Und auch im Bereich der Südslawen auf dem Balkan wird sich ein nach neuer internationaler Stärke strebendes Russland nicht davon abhalten lassen, seine Einflusssphäre abzustecken. Mit Serbien und Montenegro gibt es immer noch zwei Staaten, die sich Russland und der Orthodoxie verbunden fühlen. Dieses geopolitische Machtstreben Russlands kollidiert auf dem Balkan allerdings mit neo-osmanischen Ambitionen, die naturgemäß von der Türkei des Recep Tayyip Erdogan gestützt werden. Und es kollidiert auch mit den Islamisierungs-Tendenzen im Kosovo und in Bosnien, die nicht zuletzt von den Golfstaaten finanziert werden. Dann gibt es natürlich noch die NATO-Staaten Kroatien und Slowenien, sowie die Tatsache, dass Serbien selbst ein Beitrittswerber für die Europäische Union ist. All diese Faktoren schaffen auf dem Balkan ein Konglomerat von Konfliktlinien, die sich gegebenenfalls jedenfalls verstärken könnten. Zwar zeichnet sich gegenwärtig kein neuer Balkankrieg ab, die Aversionen aber zwischen den Balkanvölkern sind ungebrochen und Verbrechen der jüngeren Geschichte, wie jenes von Srebrenica, sind längst nicht aufgearbeitet. Die beiden Balkan-Autokraten Milosevic und Tudjman sind zwar tot und Geschichte und allgemein herrschen einigermaßen demokratische Zustände. Die Bosnienfrage ist aber längst noch lange nicht gelöst, der Kosovo nach wie vor ein Pulverfass und Montenegro und Mazedonien sind auch noch keine stabilen Staaten. Das Erbe des Panslawismus auf dem Balkan besteht also darin, dass sich die Serben als deklassierte und diskriminierte Nation fühlen, dass eine Reihe von Krisenstaaten existieren und die Antagonismen zwischen katholischen und orthodoxen Slawen unverändert fortbestehen. Präziser müsste man also sagen, statt Panslawismus gibt es auf dem Balkan ungelöste innerslawische Konflikte.

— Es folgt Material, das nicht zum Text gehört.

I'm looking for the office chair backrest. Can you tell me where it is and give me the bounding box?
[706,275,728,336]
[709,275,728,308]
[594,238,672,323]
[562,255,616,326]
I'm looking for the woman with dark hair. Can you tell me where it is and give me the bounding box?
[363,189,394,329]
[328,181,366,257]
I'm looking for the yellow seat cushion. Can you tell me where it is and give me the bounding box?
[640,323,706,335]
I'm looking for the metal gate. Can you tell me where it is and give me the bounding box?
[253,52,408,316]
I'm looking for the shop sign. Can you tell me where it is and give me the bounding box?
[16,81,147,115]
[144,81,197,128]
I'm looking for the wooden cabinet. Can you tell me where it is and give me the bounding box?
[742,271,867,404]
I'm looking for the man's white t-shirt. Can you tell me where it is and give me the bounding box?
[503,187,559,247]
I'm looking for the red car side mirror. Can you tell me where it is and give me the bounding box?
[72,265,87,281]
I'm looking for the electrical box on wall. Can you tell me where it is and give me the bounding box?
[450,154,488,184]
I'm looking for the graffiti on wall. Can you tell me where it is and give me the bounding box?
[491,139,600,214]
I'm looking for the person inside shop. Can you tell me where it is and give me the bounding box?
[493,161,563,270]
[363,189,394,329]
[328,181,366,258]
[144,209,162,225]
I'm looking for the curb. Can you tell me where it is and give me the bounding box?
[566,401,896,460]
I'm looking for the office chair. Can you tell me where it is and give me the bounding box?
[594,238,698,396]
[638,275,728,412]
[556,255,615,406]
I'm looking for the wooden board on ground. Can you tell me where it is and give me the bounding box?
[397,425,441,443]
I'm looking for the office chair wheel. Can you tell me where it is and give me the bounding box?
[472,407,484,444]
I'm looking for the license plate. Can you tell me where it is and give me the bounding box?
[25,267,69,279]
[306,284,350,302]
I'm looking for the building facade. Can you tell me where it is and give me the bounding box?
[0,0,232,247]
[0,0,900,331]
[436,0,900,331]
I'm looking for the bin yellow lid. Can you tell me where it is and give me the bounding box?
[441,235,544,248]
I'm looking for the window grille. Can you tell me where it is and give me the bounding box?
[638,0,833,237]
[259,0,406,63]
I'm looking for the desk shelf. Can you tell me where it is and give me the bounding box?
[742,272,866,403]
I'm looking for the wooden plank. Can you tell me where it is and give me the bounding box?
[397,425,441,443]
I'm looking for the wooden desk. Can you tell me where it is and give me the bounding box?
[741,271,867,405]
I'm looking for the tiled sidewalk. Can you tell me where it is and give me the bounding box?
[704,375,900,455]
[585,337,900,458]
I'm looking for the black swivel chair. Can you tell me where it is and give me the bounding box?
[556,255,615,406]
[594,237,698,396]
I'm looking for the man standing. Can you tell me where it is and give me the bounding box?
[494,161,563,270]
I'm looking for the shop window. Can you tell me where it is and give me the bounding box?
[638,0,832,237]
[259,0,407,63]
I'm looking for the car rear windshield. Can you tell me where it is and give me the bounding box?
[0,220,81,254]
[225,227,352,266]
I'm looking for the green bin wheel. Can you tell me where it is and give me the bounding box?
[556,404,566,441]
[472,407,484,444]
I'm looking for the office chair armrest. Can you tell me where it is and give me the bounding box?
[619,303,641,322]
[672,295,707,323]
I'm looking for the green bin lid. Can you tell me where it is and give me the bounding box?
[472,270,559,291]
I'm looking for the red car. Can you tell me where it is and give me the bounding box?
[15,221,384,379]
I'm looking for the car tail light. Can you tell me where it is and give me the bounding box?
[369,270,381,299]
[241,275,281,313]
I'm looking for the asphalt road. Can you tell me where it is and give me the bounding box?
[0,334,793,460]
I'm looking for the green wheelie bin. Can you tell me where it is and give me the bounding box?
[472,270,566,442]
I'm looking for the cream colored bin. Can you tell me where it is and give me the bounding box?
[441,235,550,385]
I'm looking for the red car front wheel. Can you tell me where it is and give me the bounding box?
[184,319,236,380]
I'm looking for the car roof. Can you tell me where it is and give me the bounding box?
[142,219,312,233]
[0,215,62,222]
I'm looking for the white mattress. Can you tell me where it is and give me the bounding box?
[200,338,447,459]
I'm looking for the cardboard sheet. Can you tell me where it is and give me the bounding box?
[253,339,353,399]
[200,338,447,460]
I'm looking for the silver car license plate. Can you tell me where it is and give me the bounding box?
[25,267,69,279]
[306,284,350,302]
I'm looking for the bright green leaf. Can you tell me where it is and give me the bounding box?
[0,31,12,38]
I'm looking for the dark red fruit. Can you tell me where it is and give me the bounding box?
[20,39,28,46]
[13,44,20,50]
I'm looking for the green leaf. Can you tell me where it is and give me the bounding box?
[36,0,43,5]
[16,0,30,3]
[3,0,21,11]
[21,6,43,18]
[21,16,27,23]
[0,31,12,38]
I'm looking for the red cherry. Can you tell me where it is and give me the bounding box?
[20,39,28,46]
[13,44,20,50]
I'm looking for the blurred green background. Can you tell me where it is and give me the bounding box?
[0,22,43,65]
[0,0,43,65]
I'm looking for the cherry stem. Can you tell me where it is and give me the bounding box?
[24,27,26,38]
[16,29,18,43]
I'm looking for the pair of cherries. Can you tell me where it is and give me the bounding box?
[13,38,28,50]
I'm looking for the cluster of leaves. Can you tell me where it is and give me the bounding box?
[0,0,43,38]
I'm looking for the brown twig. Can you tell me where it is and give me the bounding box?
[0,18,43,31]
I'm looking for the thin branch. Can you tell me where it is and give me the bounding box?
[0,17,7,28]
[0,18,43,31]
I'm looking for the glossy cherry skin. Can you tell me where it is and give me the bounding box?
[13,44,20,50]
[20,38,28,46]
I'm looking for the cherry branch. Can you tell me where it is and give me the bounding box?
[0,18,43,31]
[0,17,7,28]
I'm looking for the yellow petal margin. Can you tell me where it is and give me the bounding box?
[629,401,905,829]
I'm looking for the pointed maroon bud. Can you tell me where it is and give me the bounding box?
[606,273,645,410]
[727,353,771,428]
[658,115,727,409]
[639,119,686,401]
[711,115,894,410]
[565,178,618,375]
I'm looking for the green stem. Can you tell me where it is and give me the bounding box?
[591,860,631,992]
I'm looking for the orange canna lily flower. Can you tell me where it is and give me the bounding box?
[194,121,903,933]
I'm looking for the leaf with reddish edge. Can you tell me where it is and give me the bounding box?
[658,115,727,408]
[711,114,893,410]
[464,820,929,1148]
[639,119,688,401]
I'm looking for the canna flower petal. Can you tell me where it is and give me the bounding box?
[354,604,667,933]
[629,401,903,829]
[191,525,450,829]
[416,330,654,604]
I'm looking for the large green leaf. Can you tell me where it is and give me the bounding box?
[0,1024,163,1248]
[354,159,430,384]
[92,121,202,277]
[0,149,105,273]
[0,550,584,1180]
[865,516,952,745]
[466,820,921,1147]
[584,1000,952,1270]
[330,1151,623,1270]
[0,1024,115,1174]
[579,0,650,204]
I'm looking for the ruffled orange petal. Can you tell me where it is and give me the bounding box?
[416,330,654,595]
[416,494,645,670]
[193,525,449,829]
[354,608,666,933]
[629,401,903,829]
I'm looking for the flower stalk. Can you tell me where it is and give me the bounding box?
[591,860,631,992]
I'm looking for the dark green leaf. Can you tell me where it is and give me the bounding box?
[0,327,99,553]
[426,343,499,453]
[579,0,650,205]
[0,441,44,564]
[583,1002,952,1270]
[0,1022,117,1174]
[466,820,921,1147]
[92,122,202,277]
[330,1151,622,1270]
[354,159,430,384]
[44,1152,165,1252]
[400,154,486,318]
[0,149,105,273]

Ähnlich ist es im nordöstlichen Bereich Europas, wo nur noch die Weißrussen gewillt scheinen, die Hegemonie des Kremls anzuerkennen. In Konfliktregionen wie der Ostukraine, Kaukasus und in Transnistrien werden die russischen Machtansprüche auf Dauer wohl kaum zu verhindern sein. Gesamtslawische Solidarität aber, wie sie einst vom Panslawismus eingefordert wurde, existiert längst nicht mehr.